Goatwhore‘s performance was the highlight of the night for me. They managed to project an incredibly dark and intense presence, all while having a fucking blast. Louis Falgoust roamed all over the stage, frequently punching at the audience’s raised fists and vigorously shaking hands between songs (once lifting me clean off the ground in the process). Drummer Zack Simmons played with a serene, almost meditative expression on his face, wonderfully at odds with the auditory onslaught he produced. Goatwhore composed their setlist of material from all four of their albums, drawing most heavily from Carving Out The Eyes of God. The crowd loved what they were being given, positively lapped it up, ecstatic when each new song title was called out. I spent their whole set feeling the burn in my neck muscles and screaming my lungs out. If Satan ever has a bachelor party, Goatwhore will have to play the gig.
Last up were the Vancouver-based 3 Inches of Blood, who continued to show every sweaty body packed into the Mod Club a damn good time. There is something solid, straightforward, almost wholesome about their brand of traditional heavy metal that is particularly satisfying. Cam Pipes sang about orcs and hammers while unleashing a series of throaty old-school wails—what was there not to love? While my own personal tastes placed 3IOB in the honourable position of runner-up for most kickass performance of the night, they certainly tore the place up. Lily the Pirate would disagree with me in this regard; she loves traditional metal, and certainly would have crowned 3IOB the night’s champions. All hierarchies of awesome aside, there was no mistaking the fact that a great time was had by all. The denizens of the pit were bloodied and bemused by the time 3IOB were finally done with them.

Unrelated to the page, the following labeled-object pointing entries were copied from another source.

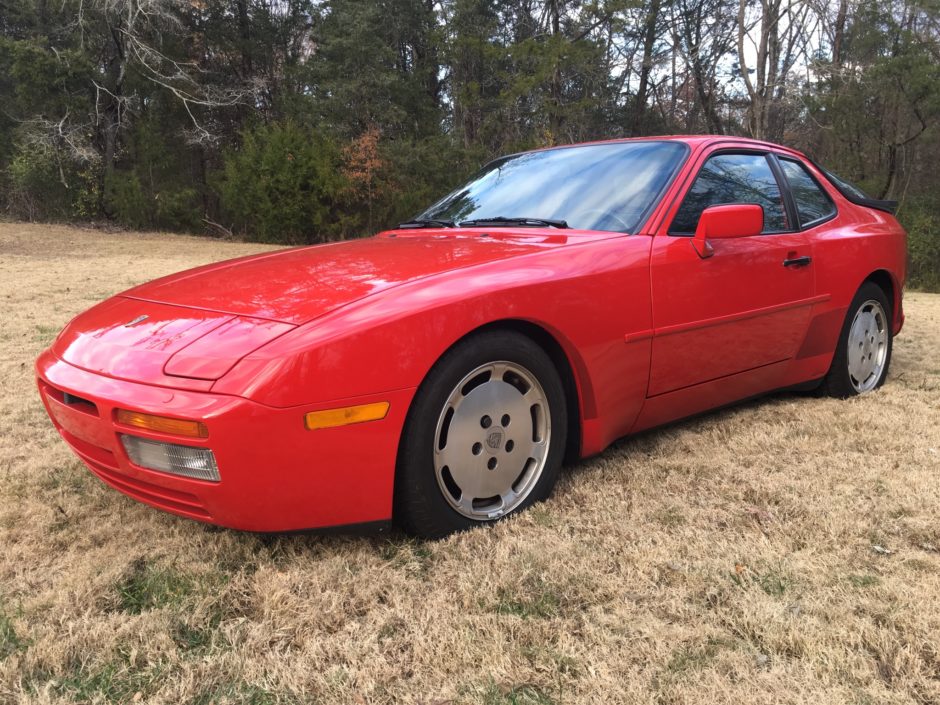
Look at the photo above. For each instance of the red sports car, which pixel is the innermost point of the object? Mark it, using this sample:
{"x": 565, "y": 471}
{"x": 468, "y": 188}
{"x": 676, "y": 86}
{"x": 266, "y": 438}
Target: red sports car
{"x": 441, "y": 373}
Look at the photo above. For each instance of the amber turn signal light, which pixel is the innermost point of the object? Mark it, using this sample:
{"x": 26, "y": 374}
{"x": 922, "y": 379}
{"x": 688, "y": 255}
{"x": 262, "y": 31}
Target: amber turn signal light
{"x": 162, "y": 424}
{"x": 330, "y": 418}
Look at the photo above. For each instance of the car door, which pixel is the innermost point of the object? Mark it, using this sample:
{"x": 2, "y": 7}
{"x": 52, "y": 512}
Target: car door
{"x": 745, "y": 306}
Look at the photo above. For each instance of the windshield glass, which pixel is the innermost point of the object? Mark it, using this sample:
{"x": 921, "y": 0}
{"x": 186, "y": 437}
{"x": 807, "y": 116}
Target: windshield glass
{"x": 591, "y": 187}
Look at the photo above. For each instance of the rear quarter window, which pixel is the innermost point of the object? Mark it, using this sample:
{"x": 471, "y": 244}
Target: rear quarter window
{"x": 813, "y": 204}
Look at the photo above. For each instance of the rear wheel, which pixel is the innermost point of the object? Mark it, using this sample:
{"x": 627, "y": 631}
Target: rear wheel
{"x": 863, "y": 355}
{"x": 484, "y": 438}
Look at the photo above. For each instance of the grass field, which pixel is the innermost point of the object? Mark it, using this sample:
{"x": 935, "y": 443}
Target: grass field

There was one more thing that occurred at this show that really made it stand out for me: about halfway through 3 Inches of Blood’s set, I felt a tap on my shoulder. Sammy Duet, the guitarist/vocalist for Goatwhore, beckoned me and Lily to follow him towards the set of doors that led backstage. I felt myself beginning to bluster; I was certain I was about to get in trouble for something (though what, I could not possibly imagine). Between the volume and my own obliviousness, it took me an embarrassingly long time to figure out what was going on. Finally, it sank in: we were being invited to go backstage. I felt myself suddenly grin and blush, become giddy; I explained (as best I could next to an amp) that I was covering the show, and had to watch the rest of the performance. Sammy shrugged, kissed Lily’s hand, and retreated backstage. I spent the rest of the night feeling at once flattered, awkward, and like the biggest nerd on earth, having cheerfully turned down an opportunity for groupie-dom to take live review notes on my phone.

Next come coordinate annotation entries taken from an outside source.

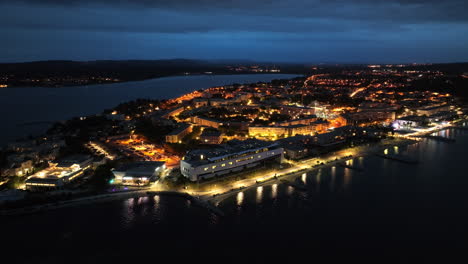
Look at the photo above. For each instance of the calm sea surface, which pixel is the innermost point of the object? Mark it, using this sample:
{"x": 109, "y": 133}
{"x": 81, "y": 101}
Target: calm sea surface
{"x": 26, "y": 111}
{"x": 391, "y": 210}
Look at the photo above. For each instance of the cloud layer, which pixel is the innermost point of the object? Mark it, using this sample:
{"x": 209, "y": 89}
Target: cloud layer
{"x": 429, "y": 30}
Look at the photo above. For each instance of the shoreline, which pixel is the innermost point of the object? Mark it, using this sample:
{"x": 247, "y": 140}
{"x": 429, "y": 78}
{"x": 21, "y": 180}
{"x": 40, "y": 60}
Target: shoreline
{"x": 216, "y": 200}
{"x": 147, "y": 79}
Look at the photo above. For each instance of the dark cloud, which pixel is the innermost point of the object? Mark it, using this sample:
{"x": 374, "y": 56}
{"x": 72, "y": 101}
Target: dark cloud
{"x": 398, "y": 11}
{"x": 339, "y": 30}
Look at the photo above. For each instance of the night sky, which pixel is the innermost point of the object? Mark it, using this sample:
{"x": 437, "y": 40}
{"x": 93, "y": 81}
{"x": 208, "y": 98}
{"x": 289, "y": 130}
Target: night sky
{"x": 311, "y": 31}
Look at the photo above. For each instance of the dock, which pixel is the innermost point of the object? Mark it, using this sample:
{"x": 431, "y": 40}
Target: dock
{"x": 300, "y": 187}
{"x": 195, "y": 200}
{"x": 460, "y": 127}
{"x": 344, "y": 165}
{"x": 439, "y": 138}
{"x": 400, "y": 158}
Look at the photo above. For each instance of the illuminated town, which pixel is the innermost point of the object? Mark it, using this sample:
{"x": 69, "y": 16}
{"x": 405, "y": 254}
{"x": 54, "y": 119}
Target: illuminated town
{"x": 216, "y": 142}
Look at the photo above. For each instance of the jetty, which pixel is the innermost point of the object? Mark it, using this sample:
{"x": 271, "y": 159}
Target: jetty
{"x": 195, "y": 200}
{"x": 397, "y": 157}
{"x": 460, "y": 127}
{"x": 300, "y": 187}
{"x": 439, "y": 138}
{"x": 344, "y": 165}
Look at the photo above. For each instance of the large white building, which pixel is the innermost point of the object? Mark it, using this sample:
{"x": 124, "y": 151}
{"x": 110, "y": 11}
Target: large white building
{"x": 60, "y": 172}
{"x": 231, "y": 157}
{"x": 138, "y": 173}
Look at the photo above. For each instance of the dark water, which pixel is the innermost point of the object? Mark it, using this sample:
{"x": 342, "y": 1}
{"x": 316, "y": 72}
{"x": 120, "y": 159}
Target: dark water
{"x": 391, "y": 211}
{"x": 22, "y": 106}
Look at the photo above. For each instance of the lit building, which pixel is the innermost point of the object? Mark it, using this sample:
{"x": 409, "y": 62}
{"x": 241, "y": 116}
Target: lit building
{"x": 60, "y": 172}
{"x": 173, "y": 112}
{"x": 204, "y": 121}
{"x": 233, "y": 156}
{"x": 433, "y": 109}
{"x": 408, "y": 122}
{"x": 211, "y": 137}
{"x": 177, "y": 135}
{"x": 138, "y": 173}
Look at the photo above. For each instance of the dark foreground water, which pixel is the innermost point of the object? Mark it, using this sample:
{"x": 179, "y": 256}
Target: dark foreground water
{"x": 391, "y": 211}
{"x": 28, "y": 111}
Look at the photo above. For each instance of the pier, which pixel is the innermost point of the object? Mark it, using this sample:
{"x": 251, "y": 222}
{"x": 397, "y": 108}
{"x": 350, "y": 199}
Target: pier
{"x": 439, "y": 138}
{"x": 344, "y": 165}
{"x": 300, "y": 187}
{"x": 195, "y": 200}
{"x": 400, "y": 158}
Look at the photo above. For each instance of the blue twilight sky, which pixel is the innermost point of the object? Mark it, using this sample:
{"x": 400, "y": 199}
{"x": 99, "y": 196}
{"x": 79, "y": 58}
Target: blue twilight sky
{"x": 310, "y": 31}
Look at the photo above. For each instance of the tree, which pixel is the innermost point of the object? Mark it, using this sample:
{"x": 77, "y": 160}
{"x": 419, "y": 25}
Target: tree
{"x": 14, "y": 182}
{"x": 102, "y": 177}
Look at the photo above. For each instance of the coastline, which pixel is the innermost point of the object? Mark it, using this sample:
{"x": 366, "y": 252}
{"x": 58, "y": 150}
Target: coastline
{"x": 146, "y": 79}
{"x": 209, "y": 199}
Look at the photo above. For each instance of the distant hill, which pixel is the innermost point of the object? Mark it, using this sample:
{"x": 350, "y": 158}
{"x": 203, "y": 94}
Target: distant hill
{"x": 62, "y": 73}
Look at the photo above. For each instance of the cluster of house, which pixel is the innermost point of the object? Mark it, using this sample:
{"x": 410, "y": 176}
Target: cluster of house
{"x": 424, "y": 115}
{"x": 24, "y": 155}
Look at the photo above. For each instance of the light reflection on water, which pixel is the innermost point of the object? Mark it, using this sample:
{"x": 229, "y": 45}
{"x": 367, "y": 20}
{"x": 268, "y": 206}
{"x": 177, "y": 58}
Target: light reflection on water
{"x": 347, "y": 178}
{"x": 318, "y": 179}
{"x": 333, "y": 178}
{"x": 259, "y": 194}
{"x": 240, "y": 198}
{"x": 128, "y": 214}
{"x": 274, "y": 190}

I wished I could have had the chance to explain a little more fully: “Listen, Goatwhore, I am sure you’re very nice. But, really, I am here for the music; if I follow you backstage, I am going to miss what’s happening out here. And while I am sure that we would have An Adventure, in the name of Journalism (and, er, Virtue), I must remain on this side of those doors.”
Postscript: As we were leaving, we saw a young man buying his girlfriend a pair of Goatwhore panties. His girlfriend was most definitely not with him that evening. Odds that he got in serious trouble for presenting her with a pair of undies with Goatwhore written across the ass: 100%.